The race is on to capitalize on artificial intelligence (AI) and transform AI potential into profits. AI holds the promise to redefine how a business runs – from accelerating product innovation, automating time-consuming tasks, and unlocking new areas of cost savings. So, it’s no surprise that three-quarters of manufacturers in a Bain survey report that adopting AI and related technologies is their top engineering and R&D priority.

But missteps during this critical time could leave companies adrift amid the AI sea change – unable to catch their competitors or navigate new market realities. Despite the hype around AI, early results are mixed. A BCG survey reveals that two-thirds of executives are ambivalent or dissatisfied with their AI progress. And only 31% of companies have met their revenue targets related to AI, and 25% have realized their cost-saving goals, according to the Harvard Business Review.

The key to successful AI initiatives lies in the underlying data quality and the ability to access information from multiple systems. When you incorporate large volumes of quality data generated by manufacturing simulation solutions, you multiply AI’s impact on productivity and innovation exponentially.

This blog outlines how high-quality data fuels successful AI initiatives and aPriori’s role in driving AI success.

  1. AI defined
  2. Quality data is the catalyst for AI success
  3. How aPriori provides an intelligent foundation for AI
  4. Eaton applies aPriori and AI to accelerate product design
  5. Set the stage for AI success with accurate data
  6. Harness AI intelligence to adapt and grow

artificial intelligence image with "AI" in the foreground and an abstract generative AI background

1. Artificial Intelligence Defined

AI is a group of technologies that simulate some problem-solving capabilities associated with human intelligence, such as critical thinking. These technologies work together to perform cognitive functions such as understanding language/context and demonstrating “complex attention” (analyzing and synthesizing multiple streams of information at the same time).

As a result, AI can identify patterns, make inferences, automate tasks, and create text, images, etc. at a speed and a manner that’s virtually impossible to accomplish manually.

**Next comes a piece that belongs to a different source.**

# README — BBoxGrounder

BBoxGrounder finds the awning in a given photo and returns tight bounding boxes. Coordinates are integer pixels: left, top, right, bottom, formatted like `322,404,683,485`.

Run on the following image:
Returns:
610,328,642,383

There are two distinct AI categories to group the branches of AI that continue to emerge:  traditional AI and generative AI. Both traditional (or classic) AI and generative AI can complement each other.

What is Traditional AI?

Traditional AI, also known as deterministic AI, applies pre-programmed rules and algorithms to make decisions. It is used in manufacturing, logistics, and other industries where precise calculations and predictions are crucial. Traditional AI systems excel at solving well-defined problems and performing repetitive tasks. But it can’t address new requirements without new rules. Traditional AI examples include:

  • Expert systems emulate domain knowledge in a specific field. This includes aPriori’s ability to make automated recommendations to improve product designs for cost, product quality, manufacturability (material selection, production process, etc.), and sustainability.
  • Decision trees determine next steps based on a set of rules. For example, aPriori uses decision trees in part to prioritize cost outliers, rate the severity of a product design risk, etc.
  • Natural language processing (NLP) is used to understand and generate human language. NLP systems are used in search engines, chatbots, and machine translation systems.

What is Generative AI?

Gen AI algorithms analyze large data sets to learn patterns and generate new content. Specifically, gen AI models can create software code, images, text, and other unique outputs that mimic human creativity.

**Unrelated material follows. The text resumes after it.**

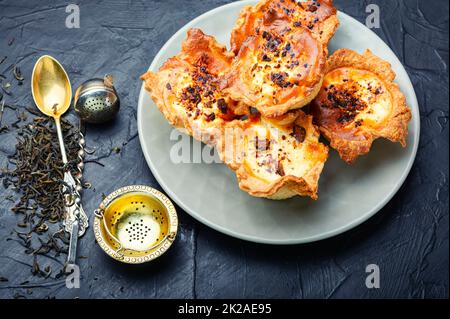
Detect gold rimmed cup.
[94,185,178,264]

ChatGPT may be the most well-known gen AI example – it’s a large language model (LMM) type of AI. LMMs use machine learning and deep learning for image and speech recognition, object detection, and natural language processing. Data volume is central to LMM’s success. TechTarget estimates that an LLM typically has one billion or more parameters (variables used to infer how to create new content through training).

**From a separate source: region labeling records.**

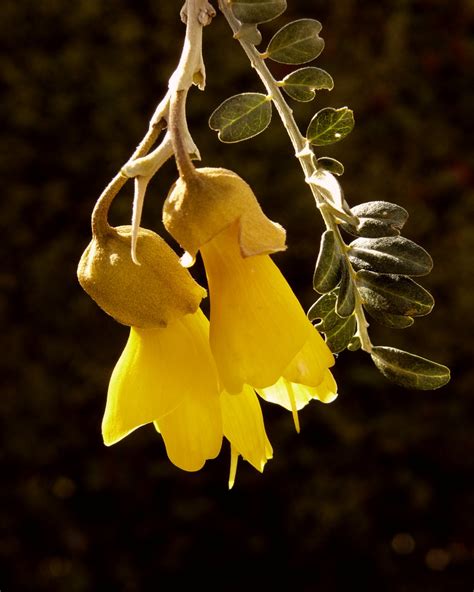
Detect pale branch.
[219,0,372,353]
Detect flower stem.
[219,0,372,353]
[91,0,215,237]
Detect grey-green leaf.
[356,270,434,317]
[344,201,408,238]
[371,346,450,390]
[313,230,342,294]
[348,236,433,276]
[336,265,355,317]
[318,156,344,177]
[308,289,357,353]
[324,315,357,354]
[364,302,415,329]
[209,93,272,143]
[230,0,286,24]
[308,290,337,331]
[264,19,324,64]
[280,66,334,103]
[306,107,354,146]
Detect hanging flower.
[163,168,336,402]
[102,310,272,483]
[78,227,272,485]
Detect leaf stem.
[219,0,372,353]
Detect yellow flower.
[78,222,272,485]
[163,169,336,402]
[102,310,272,483]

aPriori Provides AI-powered Insights

At aPriori, we have been applying traditional AI capabilities since our founding. Our analysis engine automatically evaluates the geometry of a 3D CAD model and recommends the most optimal routing steps for cost, carbon, and design for manufacturing (DFM). Additionally, aPriori customers are already applying aPriori-created data to optimize their generative AI and machine learning projects.

Whether companies are adopting traditional and/or generative AI today, one thing is clear: data is the new gold.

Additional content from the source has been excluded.